The expected output would look like this:
structure(list(ID = c("123", "123", "456", "789", "789"), REPORTER = c("ONE",
"ONE", "TWO", "THREE", "THREE"), VALUE1 = c("1", "1", "2", "1",
"1"), VALUE3 = c(NA, NA, "1", NA, NA), VALUE4 = c(NA, NA, "2",
"1", "1")), .Names = c("ID", "REPORTER", "VALUE1", "VALUE3",
"VALUE4"), row.names = c(1L, 2L, 3L, 5L, 6L), class = "data.frame")
The goal is to ensure data quality. I don't like to just remove the problem cases since I can use the not differing values for analysis. But I also do not like to just use one of the rows because this would lead to wrong conclusions if I had chosen the wrong values.
How can I do this?
I think this is what you are looking for:
library(reshape2)
DFL <- melt(cbind(rn = 1:nrow(DF), DF), id.vars=c("rn", "ID", "REPORTER"))
DFL$value2 <- ave(DFL$value, DFL[c("ID", "REPORTER", "variable")],
FUN = function(x) {
ifelse(length(unique(x)) > 1, NA, x)
})
dcast(DFL, rn + ID + REPORTER ~ variable, value.var = "value2")
# rn ID REPORTER VALUE1 VALUE3 VALUE4
# 1 1 123 ONE 1 <NA> <NA>
# 2 2 123 ONE 1 <NA> <NA>
# 3 3 456 TWO 2 1 2
# 4 4 789 THREE 1 <NA> 1
# 5 5 789 THREE 1 <NA> 1
As you can see, I had to add a dummy "rn" supplementary ID variable to make sure that dcast wouldn't just collapse all the values into one row per ID+REPORTER combination.
Update
This is actually also entirely doable with base R's reshape and the ave step described above:
DFL <- reshape(DF, direction = "long",
varying = grep("VALUE", names(DF)), sep = "")
DFL <- within(DFL, {
VALUE <- ave(VALUE, ID, REPORTER, time, FUN = function(x)

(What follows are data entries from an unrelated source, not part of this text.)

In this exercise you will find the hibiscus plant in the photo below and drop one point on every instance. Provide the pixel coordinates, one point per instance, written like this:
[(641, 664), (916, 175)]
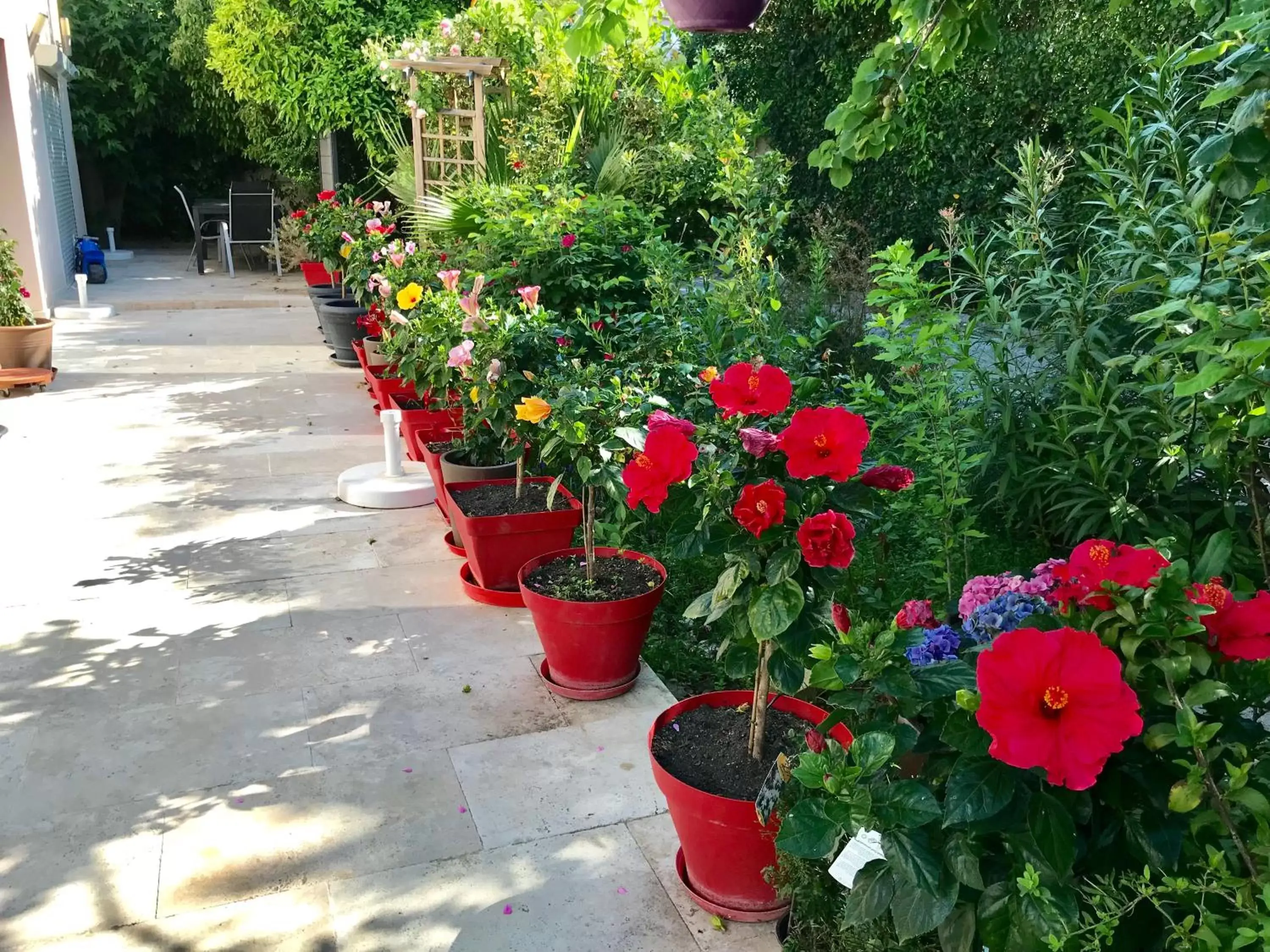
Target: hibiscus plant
[(1029, 757), (773, 493)]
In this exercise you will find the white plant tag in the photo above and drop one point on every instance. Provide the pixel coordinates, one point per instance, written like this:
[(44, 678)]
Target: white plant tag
[(860, 851)]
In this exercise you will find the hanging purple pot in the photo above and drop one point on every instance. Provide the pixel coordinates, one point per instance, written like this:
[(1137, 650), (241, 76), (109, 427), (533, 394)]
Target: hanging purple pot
[(715, 16)]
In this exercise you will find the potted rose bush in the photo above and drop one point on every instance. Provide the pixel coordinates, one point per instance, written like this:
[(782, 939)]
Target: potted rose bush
[(1090, 762), (594, 605), (775, 490), (26, 341)]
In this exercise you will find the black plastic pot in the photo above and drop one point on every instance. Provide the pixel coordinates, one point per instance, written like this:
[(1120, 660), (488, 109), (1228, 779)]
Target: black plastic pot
[(715, 16), (338, 318)]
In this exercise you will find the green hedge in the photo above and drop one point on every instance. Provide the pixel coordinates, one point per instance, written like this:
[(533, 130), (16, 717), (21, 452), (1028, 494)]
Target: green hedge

ifelse(length(unique(x)) > 1, NA, x))
})
reshape(DFL)
# ID REPORTER id VALUE1 VALUE3 VALUE4
# 1.1 123 ONE 1 1 <NA> <NA>
# 2.1 123 ONE 2 1 <NA> <NA>
# 3.1 456 TWO 3 2 1 2
# 4.1 789 THREE 4 1 <NA> 1
# 5.1 789 THREE 5 1 <NA> 1
In the last line above, the attributes from the original reshape statement make it so we don't have to even worry about what arguments we need to put in. :-)
I created a function replaceDifferent() that looks like this:
replaceDifferent <- function(vector){
max <- max(vector)
min <- min(vector)
test <- max == min
if (!test){
return(NA)
}
else{
return(min(vector))
}
}
Then I melted the DF with melt() from the reshape package:
DFmelt <- melt(DF, id = c("ID", "REPORTER"))
After that I was able to apply the new function to the melted data frame wit ddply()
DFres <- ddply(DFmelt, .(ID, REPORTER, variable), function(x){replaceDifferent(x$value)})
To get the result data frame with duplicates removed I called dcast() on DFres:
DFres <- dcast(DFres, ID+REPORTER ~ variable)
This produces a slightly different output than the one I asked for, but is better in the way that I do not have to deal with duplicates anymore.